The trouble with “permanent chemicals” such as perfluororide and polyfluoroalenic substances (PFAS) is not only that they stay in the environment for long periods of time, but also how widely they are used. More than 4,000 compounds are among these chemicals, which appear in everything from waterproofcloths and non-stick pots to fire foams and food packaging. Studies have also shown that tap water and almost all Americans have these compounds in their blood.
Rice University’s team hopes to build on earlier work to develop catalysts for other chemical contaminants, such as trichloroethylene (TCE) and nitrates. Through a lengthy trial and error process, researchers have found some success in the synthetic mineral boron nitride (BN) in perfluorooctanoic acid (PFOA), one of the most common PFAS chemicals.

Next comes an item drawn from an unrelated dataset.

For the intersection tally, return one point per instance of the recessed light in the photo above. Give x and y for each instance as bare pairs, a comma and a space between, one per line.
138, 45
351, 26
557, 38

“The observation sway,” said Michael Wong, the study’s director. “You take a water bottle with some PFOA, you throw it in your BN powder, and then you seal it. That’s it. You don’t need to add any hydrogen or purify it with oxygen. Just the air we breathe, contaminated water and BN powder. You expose it to ultraviolet light, especially UV-C light at a wavelength of 254 nanometers, and come back four hours later, 99% of the PFOA has been converted into fluoride, carbon dioxide and hydrogen. “
These promising results have prompted researchers to explore the potential of the catalyst to process other “permanent chemicals”. In the United States, PFOA has been largely phased out, but other synthetic “permanent chemicals” have been replaced, including a chemical called GenX.
“It’s similar to the PFOA story,” Michael says. “They can find GenX everywhere now. But one difference between the two is that people have previously reported some success in degrading PFOA with catalysts. For GenX, they haven’t. “
But Michael and his team may have found a potential way forward. Their experiments showed that BN can also destroy GenX at 254 nanometers of light, and although the effect varies, about 20 percent of the GenX in the water sample is destroyed after two hours of exposure.
The researchers say they already have ideas on how to improve the performance of catalysts in handling GenX. They also patented the technology and hope to continue developing its application in water treatment systems as one of the original applications.
“We tried a lot of things,” Michael said. “We tried a few materials and I thought it would be useful. None of them succeeded. This should n’t be effective, and it does. “
The study was published in the journal Environmental Science and Technology Letters.